Imagine, as the ad says: now you could carry your television around with you, like a book.  Watch it next to your bed, on the desk at your office, picnicking on the patio.  It even had a battery pack that you could use to make it truly portable.  For those who remembered a picture tube that size encased in a huge, bulky console that sat in the living room - well, it must have been an amazing thought.

Fast-forward* to today.  What's the big deal about being able to carry your television around like a book?  Thanks to the iPad, we can have both television and book all in one slim tablet.  Watching TV at work?  Anyone with a computer can do that.  Got an iPhone?  That alone makes your Sony look ancient, and it picks up more stations besides.  In other words, the future did come true - and yet it's completely unrecognizable.

*If the term "fast forward" itself hasn't become anachronistic.

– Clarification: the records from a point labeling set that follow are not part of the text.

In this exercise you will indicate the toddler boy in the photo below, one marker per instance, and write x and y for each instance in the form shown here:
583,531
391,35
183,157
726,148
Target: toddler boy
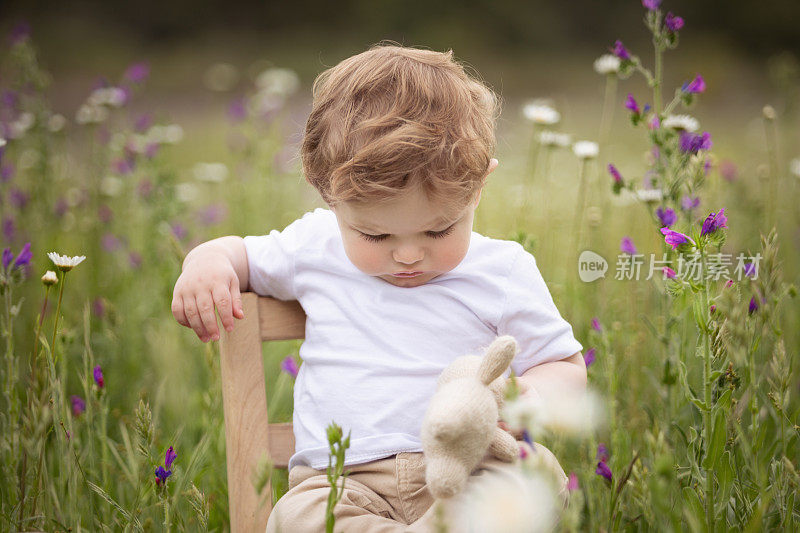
394,282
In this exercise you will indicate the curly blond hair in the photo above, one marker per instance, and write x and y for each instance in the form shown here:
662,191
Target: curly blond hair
392,118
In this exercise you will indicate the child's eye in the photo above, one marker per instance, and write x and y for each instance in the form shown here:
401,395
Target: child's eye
432,234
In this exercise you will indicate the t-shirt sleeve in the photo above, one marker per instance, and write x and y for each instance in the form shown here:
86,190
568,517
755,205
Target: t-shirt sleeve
531,317
271,258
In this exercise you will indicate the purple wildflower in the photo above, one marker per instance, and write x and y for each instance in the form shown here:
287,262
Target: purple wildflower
589,356
688,203
691,143
631,105
713,222
626,246
78,405
696,86
602,452
674,238
620,51
572,482
98,377
162,475
666,216
614,173
289,366
137,72
169,457
603,470
673,22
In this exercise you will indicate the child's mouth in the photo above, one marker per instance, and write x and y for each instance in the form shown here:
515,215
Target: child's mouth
406,274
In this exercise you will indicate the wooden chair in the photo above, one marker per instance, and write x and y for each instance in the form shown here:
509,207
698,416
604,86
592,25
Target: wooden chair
248,433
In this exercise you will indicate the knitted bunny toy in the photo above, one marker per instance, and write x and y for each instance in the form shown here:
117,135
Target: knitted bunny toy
460,424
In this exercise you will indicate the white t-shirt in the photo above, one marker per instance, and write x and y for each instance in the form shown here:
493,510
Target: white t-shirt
373,351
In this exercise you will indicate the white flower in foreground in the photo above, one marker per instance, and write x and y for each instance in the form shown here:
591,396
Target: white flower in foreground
541,113
508,502
49,278
211,172
552,138
278,81
680,122
794,166
606,64
65,263
649,195
586,149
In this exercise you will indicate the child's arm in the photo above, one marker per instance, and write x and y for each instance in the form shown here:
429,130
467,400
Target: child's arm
555,377
213,274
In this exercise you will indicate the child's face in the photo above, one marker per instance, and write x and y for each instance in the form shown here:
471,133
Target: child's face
407,235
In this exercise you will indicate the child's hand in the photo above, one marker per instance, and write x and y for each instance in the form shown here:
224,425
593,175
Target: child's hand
208,280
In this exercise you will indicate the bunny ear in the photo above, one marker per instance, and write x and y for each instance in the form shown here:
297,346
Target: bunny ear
498,356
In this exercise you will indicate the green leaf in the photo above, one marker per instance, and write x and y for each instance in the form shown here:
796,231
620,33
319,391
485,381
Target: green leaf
719,435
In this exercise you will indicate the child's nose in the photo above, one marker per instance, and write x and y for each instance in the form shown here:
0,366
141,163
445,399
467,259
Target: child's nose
408,255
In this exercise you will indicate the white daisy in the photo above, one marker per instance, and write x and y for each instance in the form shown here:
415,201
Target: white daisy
649,195
211,172
49,278
586,149
539,113
65,263
680,122
552,138
606,64
507,502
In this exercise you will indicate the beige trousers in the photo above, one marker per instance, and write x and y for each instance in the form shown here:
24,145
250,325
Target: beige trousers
387,495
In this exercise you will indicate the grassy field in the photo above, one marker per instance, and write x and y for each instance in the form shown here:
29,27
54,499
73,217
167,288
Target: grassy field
78,191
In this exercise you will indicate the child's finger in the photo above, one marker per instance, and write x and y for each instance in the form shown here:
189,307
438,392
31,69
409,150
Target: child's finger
222,299
193,316
205,307
238,310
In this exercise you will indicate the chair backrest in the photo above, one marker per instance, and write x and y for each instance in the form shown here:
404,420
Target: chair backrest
248,433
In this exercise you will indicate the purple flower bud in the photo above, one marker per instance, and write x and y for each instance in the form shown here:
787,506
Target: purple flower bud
626,246
603,470
666,216
674,238
588,357
137,72
620,51
98,377
630,104
713,222
602,452
169,457
688,203
696,86
614,173
691,143
289,366
78,405
572,482
673,22
162,475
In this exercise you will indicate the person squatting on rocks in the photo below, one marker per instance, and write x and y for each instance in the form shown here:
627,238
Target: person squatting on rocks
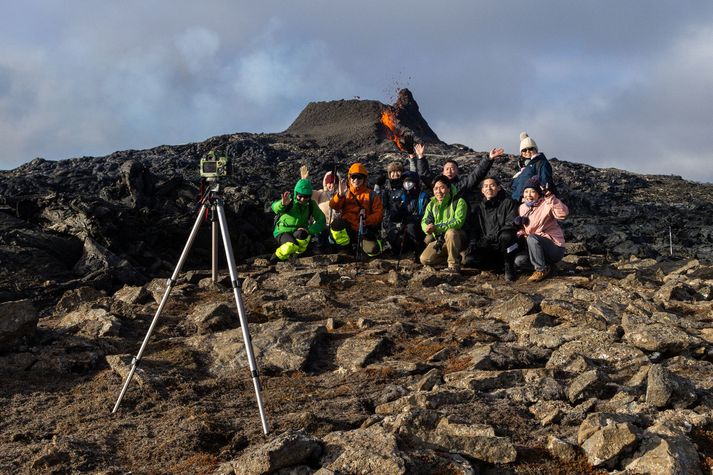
443,221
463,186
531,163
353,200
403,211
538,217
298,219
322,197
497,236
419,165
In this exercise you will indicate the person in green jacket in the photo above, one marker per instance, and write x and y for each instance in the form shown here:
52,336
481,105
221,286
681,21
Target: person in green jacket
298,219
442,222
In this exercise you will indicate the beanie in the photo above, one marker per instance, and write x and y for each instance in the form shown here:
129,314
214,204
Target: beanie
303,187
442,178
526,142
328,178
535,184
359,169
395,166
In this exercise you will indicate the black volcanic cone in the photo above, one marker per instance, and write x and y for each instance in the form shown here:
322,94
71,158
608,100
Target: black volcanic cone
411,120
355,125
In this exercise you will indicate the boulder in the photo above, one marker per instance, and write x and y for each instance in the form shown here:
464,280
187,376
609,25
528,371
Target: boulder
666,389
368,450
286,450
18,319
213,317
278,345
610,443
91,322
358,351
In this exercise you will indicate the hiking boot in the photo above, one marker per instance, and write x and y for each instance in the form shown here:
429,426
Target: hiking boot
510,274
452,269
539,275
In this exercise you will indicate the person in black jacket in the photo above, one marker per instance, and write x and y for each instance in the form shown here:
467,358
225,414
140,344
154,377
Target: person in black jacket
497,236
463,185
403,210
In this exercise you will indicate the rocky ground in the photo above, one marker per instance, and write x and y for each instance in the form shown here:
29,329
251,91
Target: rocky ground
366,367
370,369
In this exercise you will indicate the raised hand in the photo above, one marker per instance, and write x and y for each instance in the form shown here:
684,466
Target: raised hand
286,198
343,186
496,152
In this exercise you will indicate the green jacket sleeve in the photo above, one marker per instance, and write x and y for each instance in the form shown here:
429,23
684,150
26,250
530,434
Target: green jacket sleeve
319,220
454,220
277,207
427,216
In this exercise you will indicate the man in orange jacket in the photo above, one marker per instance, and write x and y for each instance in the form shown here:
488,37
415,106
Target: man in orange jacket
356,200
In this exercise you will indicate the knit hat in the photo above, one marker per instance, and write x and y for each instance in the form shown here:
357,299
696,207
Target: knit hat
303,187
526,142
442,178
358,169
535,184
328,178
395,166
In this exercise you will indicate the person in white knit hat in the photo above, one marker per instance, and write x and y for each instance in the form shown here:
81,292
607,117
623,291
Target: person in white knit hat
532,163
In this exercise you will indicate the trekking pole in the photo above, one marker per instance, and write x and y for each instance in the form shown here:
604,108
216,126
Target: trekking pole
401,247
360,237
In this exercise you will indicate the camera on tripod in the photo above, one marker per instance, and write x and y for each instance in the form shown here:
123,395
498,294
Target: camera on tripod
213,166
440,241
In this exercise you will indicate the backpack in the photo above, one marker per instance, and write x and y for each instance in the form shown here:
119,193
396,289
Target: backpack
551,186
289,207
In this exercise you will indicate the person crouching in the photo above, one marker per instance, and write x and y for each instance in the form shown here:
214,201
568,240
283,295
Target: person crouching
442,222
357,204
539,218
298,219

A more familiar ad for the tiny Sony.
Think about this for a moment, because it's so easy to take it for granted.  In the span of a few years, we've developed a machine, not that much bigger than a credit card, that allows you to watch television, make a phone call, listen to music, access the internet (something that wasn't even around when this ad ran), keep a calendar, - in short, you can carry your whole life around in that little thing.  Any of this technology would be amazing, but to think you can have it all, right there in the palm of your hand - for about the same price as that television!

A while back I wrote about how the cell phone had changed so many of the standard plot elements of classic TV, and another about how the ads we saw back then described a culture that simply doesn't exist anymore.  And again, this isn't meant as criticism.  The advancements in technology have been truly incredible, enabling us to do things we would once have thought amazing, but now we don't even bat an eye at them.  Ads like this don't just demonstrate another time - they show us another way of life entirely.

The ad copy is spot-on: today you can hold the future in your hand.  It's just a future that, back then, would have been unimaginable.